Mar 08 2010

Balancing the Virtual Load

IT managers deploying virtual servers use a mix of physical and virtual load balancers to manage network traffic.

As computer hardware becomes increasingly more powerful, organizations are reaping huge cost and energy savings from replacing physical machines with virtual ones.

But whether you're replacing several physical servers with virtual machines running on a single host, streaming virtualized desktops to thin clients, or delivering virtual applications, if you don't balance the load on your resources your entire network can come screeching to a halt.

Think of load balancers as traffic cops, says Lew Smith, director of business development and virtualization solutions for consultant Interphase Systems. The devices keep the bits flowing smoothly to optimize performance, manage resources and ensure redundancy.

“Without load balancing, you'll get networking bottlenecks and reduced performance from apps,” says Smith. “It's like comparing a five-lane highway to a two-lane road. Both can handle the same number of cars, but the two-lane road will take a lot longer.”

Like the machines themselves, load balancing can be physical or virtual. Smith says most enterprises deploying virtualized environments use a combination of both: dedicated hardware appliances to manage data traffic coming in from the Internet or across internal networks, plus load balancing software to route data efficiently between physical layers and virtual ones.

Los Alamos National Laboratory uses VMware's Distributed Resource Scheduling to automatically spread the load across physical hosts in its virtual server environment.

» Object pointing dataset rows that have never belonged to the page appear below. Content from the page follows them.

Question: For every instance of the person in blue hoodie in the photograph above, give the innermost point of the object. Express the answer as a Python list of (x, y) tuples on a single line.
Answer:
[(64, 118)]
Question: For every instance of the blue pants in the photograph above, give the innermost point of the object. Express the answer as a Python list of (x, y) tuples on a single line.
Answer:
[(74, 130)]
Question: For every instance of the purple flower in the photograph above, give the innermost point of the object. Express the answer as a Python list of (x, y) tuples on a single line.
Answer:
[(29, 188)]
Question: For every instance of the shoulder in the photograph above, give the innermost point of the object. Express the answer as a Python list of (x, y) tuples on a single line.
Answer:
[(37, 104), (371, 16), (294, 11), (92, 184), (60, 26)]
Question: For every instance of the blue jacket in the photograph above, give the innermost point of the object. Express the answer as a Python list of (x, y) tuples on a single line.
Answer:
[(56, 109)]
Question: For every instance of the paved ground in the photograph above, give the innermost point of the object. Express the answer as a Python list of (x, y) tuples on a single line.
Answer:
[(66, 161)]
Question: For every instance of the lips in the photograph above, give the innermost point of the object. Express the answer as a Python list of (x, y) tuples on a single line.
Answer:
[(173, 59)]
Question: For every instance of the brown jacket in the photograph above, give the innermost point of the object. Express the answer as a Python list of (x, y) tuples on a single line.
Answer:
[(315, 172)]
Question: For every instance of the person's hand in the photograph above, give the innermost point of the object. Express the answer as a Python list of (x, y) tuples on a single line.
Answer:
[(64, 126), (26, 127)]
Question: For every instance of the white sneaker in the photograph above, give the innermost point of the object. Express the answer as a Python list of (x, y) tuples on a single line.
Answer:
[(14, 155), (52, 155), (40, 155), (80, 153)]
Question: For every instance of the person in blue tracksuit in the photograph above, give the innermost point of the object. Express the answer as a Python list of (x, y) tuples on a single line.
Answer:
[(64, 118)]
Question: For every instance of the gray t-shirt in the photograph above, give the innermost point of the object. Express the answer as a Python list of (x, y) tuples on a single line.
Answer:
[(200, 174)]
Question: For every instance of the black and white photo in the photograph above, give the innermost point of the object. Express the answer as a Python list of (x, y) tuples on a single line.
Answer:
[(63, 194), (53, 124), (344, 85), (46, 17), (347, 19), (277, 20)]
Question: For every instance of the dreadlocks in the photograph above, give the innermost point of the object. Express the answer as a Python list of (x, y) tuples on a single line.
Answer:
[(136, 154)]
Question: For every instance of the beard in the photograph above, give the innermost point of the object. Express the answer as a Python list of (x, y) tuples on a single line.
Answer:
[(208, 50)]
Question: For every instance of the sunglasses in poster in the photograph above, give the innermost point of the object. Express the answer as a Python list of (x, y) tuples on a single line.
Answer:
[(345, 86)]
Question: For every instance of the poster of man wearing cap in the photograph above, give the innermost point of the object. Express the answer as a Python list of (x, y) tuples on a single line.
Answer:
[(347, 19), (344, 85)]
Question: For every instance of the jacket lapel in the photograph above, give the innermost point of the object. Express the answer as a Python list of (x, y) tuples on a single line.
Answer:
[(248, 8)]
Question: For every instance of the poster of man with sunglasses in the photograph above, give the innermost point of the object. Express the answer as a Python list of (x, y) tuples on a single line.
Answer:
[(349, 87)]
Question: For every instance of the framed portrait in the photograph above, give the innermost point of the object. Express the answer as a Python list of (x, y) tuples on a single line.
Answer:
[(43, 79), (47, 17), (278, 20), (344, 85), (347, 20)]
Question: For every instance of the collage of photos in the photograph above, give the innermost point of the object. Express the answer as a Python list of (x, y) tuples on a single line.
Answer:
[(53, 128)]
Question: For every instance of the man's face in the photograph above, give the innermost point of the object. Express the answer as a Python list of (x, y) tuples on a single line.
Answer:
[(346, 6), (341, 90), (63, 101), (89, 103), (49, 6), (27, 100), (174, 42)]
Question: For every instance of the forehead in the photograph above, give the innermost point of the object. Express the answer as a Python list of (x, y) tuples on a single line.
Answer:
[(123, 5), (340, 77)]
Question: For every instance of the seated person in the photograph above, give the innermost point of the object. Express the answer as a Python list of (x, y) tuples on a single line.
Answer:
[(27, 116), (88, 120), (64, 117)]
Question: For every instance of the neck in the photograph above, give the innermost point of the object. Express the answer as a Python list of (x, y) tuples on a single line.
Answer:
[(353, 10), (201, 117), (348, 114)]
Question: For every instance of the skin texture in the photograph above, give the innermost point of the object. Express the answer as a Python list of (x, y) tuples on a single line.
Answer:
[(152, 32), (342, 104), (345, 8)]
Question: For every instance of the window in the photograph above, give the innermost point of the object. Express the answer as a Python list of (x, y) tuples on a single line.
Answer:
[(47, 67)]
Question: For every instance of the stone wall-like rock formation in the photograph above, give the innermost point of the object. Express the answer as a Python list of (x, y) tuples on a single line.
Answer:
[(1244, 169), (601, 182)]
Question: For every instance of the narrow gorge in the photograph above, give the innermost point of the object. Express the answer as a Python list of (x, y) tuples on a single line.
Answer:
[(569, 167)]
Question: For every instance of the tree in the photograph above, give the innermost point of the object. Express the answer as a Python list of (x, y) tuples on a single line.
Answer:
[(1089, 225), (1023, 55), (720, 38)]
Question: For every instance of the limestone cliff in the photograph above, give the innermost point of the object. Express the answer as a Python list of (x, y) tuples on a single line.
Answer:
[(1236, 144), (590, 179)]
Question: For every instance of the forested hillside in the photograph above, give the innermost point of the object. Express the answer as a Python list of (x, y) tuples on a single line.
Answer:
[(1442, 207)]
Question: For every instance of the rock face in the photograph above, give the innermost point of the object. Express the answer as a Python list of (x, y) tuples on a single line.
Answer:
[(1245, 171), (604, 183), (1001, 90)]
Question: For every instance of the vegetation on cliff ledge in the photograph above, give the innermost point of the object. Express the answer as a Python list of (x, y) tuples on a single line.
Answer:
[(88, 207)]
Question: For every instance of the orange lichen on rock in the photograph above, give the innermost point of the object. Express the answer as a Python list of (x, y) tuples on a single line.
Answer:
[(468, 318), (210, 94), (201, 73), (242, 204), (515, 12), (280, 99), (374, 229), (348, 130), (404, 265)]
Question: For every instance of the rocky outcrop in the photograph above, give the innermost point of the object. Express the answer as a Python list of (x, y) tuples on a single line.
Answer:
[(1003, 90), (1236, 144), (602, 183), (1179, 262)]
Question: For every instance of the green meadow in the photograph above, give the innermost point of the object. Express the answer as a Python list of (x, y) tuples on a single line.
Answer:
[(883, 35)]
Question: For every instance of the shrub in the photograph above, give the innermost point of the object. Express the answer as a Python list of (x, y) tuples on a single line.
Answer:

“The primary benefit of DRS is management,” says Anil Karmel, a solutions architect for Los Alamos. “When we need to patch a node of the cluster, DRS dynamically moves the workload between hosts so we can push patches out without incurring any outage to the guests.”

While DRS can aggressively seek out resources as needed, Karmel says Los Alamos uses it in “balanced” mode. Thanks to early investments in capacity planning tools, the lab ensures sufficient resources for hosting its applications.

650%: Anticipated growth in enterprise data over the next five years.

Source: Gartner

“Capacity planning enabled us to deliver the right amount of resources to the virtual machines and achieve a high consolidation ratio,” he says. “Today, these same capacity planning tools continue to right size our platform, providing an agile, flexible and scalable offering to our user base.”

The U.S. House of Representatives reports lower operating costs, higher performance and greater network flexibility with its server virtualization project. And without proper load balancing, none of it would have been possible, says Jack Nichols, director of enterprise operations for the Office of the Chief Administrative Officer of the House.

Nichols says virtualization gives IT managers the ability to move individual virtual servers from one physical host platform to another (based on the aggregate loads of those host platforms) to balance out the applications so that one host is not saturated while another is lightly used.

“The ability to balance virtual servers across host platforms is absolutely a key benefit with virtualization,” he says. “It helps ensure performance expectations are met and provides valuable feedback to the organization on utilization trends of applications.” 

More important, load balancing helps to ensure applications are available when users need them, even in the case of hardware failures.

“Every application owner I know believes his or her application is the most important application in the world and that any amount of downtime is too much,” he says.

In many IT environments, an application running on a physical server that fails could be down for hours before it's repaired. “In a virtual setting, if a host platform running multiple virtual servers encounters a hardware failure, those virtual servers can be moved to other virtual host platforms in a matter of minutes,” Nichols says.